4. Max out-of-pocket: Highest yearly payment; once reached, insurance covers rest.
Let us discuss the type of Health and Dental Insurance plans. Although there are many types, some common types are discussed as under:
• Basic Plans: Covers common needs like drugs, dental, and hospitalization with higher costs for you.
• Enhanced plans: Offers broader coverage including paramedical services with lower cost for you.
• Customized plans: Tailor your coverage to match your needs and budget for more control
Health and dental insurance covers eligible medical and dental costs for the policyholder in return for premiums paid. To access coverage, policyholders must adhere to policy terms, including paying the required deductible, coinsurance, and copays. The insurer covers expenses until the maximum out of pocket limit is reached.
If there is a claim that is covered under your policy, follow the below steps to claim your expenses from the Insurance company:
1. Direct Billing: Medical providers send claims directly to the insurer on behalf of the policyholder. If approved the policyholder either does not pay upfront or covers the non-approved portion.
2. Reimbursement model: The policyholder pays for services and later submits expenses to the insurer. The insurer then pays according to policy coverage.
Expenses incurred by the policyholders are paid via two methods:
• Pay and get a receipt with details
• Fill claim form, and attach the receipt and necessary info.
• Send the form and receipt to the insurer
• Insurer reviews, verifies, and reimburses eligible amounts.

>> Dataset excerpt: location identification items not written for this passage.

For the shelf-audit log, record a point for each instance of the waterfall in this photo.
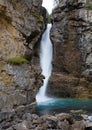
(45, 55)
(45, 63)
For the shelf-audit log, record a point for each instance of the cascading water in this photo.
(45, 56)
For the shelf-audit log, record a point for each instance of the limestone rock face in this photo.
(71, 35)
(21, 26)
(18, 86)
(22, 23)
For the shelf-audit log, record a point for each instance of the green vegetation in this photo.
(88, 6)
(17, 60)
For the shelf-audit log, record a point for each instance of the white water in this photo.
(45, 63)
(45, 55)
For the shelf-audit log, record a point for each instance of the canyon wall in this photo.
(22, 23)
(71, 35)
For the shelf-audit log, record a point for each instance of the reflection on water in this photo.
(54, 106)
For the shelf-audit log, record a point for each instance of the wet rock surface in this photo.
(18, 86)
(71, 35)
(21, 26)
(29, 121)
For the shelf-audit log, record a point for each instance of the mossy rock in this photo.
(36, 15)
(48, 17)
(17, 60)
(88, 6)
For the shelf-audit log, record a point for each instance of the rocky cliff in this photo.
(21, 26)
(71, 36)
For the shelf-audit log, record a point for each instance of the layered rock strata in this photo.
(21, 26)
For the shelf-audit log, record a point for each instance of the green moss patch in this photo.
(40, 18)
(88, 6)
(17, 60)
(48, 17)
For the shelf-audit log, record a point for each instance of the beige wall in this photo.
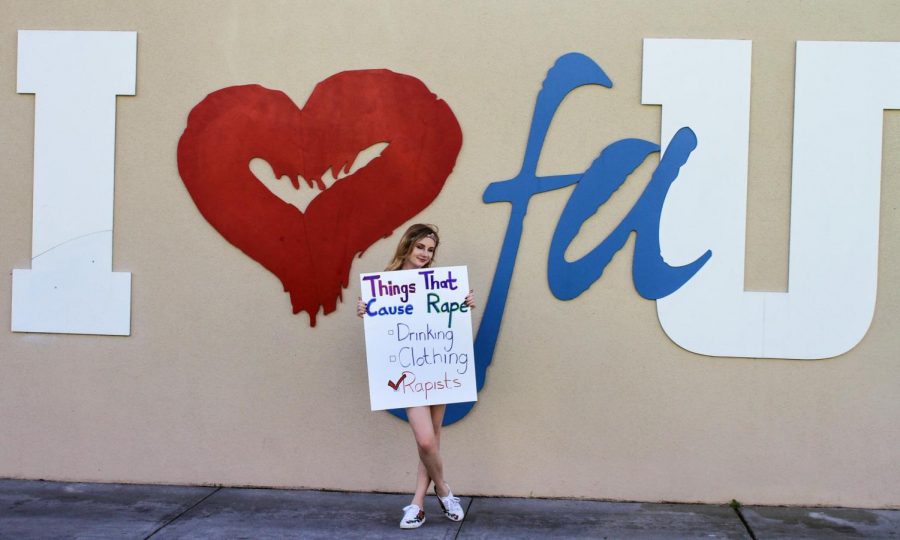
(220, 384)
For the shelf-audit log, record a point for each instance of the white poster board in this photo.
(418, 337)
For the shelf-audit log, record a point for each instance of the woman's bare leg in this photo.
(423, 479)
(426, 425)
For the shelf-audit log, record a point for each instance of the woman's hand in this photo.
(470, 299)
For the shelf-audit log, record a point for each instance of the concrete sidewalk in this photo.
(36, 509)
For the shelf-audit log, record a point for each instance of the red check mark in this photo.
(396, 385)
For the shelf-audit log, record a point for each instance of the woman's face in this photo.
(421, 254)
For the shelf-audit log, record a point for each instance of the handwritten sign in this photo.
(418, 337)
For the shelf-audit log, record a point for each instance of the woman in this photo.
(416, 250)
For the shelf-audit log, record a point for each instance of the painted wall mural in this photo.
(689, 221)
(311, 251)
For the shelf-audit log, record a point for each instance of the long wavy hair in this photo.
(408, 243)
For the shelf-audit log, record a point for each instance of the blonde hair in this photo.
(408, 243)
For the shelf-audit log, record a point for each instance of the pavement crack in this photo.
(185, 511)
(737, 510)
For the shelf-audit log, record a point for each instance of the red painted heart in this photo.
(311, 251)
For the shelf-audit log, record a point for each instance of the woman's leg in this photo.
(423, 480)
(426, 425)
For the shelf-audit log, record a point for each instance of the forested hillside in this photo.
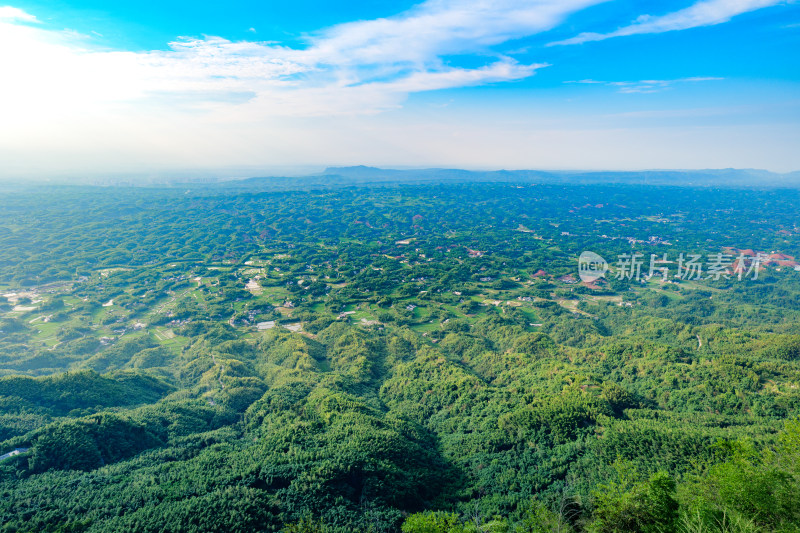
(393, 357)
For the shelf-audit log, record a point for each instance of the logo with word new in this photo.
(591, 267)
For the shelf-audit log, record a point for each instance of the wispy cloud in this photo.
(705, 13)
(359, 67)
(644, 86)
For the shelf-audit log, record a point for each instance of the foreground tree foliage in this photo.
(403, 358)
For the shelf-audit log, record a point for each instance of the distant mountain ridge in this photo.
(729, 177)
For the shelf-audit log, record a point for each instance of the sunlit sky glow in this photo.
(91, 88)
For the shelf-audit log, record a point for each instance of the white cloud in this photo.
(357, 67)
(645, 86)
(705, 13)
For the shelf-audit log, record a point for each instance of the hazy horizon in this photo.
(92, 89)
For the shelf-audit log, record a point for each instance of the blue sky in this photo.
(186, 88)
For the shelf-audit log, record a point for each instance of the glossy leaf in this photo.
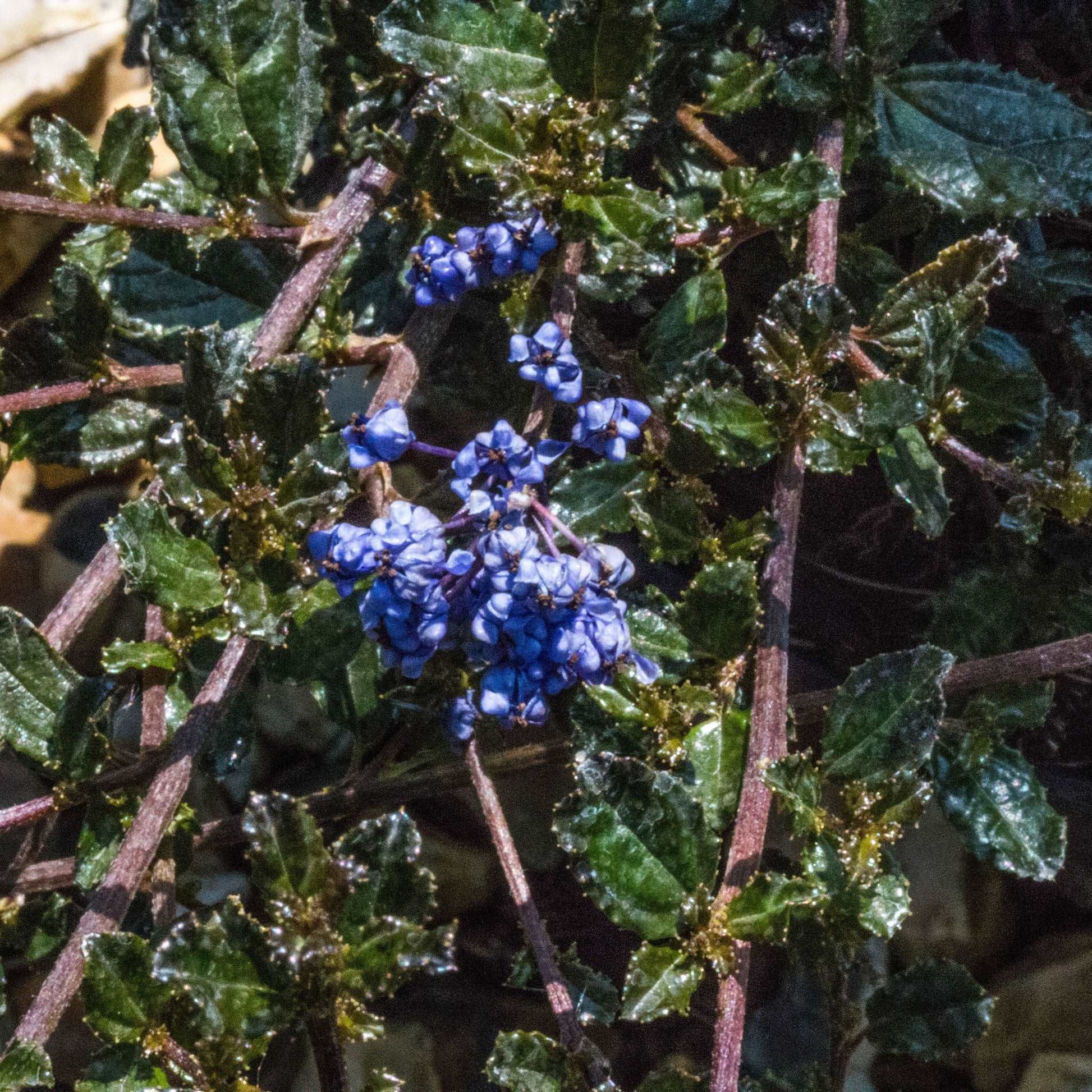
(121, 998)
(598, 497)
(578, 58)
(160, 562)
(985, 142)
(691, 322)
(287, 857)
(886, 717)
(729, 423)
(36, 688)
(992, 796)
(631, 230)
(928, 1011)
(717, 750)
(719, 609)
(237, 91)
(530, 1062)
(661, 980)
(502, 48)
(914, 474)
(25, 1065)
(640, 842)
(765, 909)
(926, 319)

Health and Dental Insurance is one of the important types of insurance to be considered by those who are not covered by their employer’s health insurance plan and those who are self-employed, part-time workers, or retirees.
Consider Health and Dental Insurance if:
• There is a lack of coverage from employer-sponsored plans
• Incur significant medical or dental costs
• Have a family history of conditions requiring high expenses
• Worry about unexpected medical or dental costs
The type and coverage depend upon policy type and the company of Insurance so while planning for buying insurance consider your needs and requirements.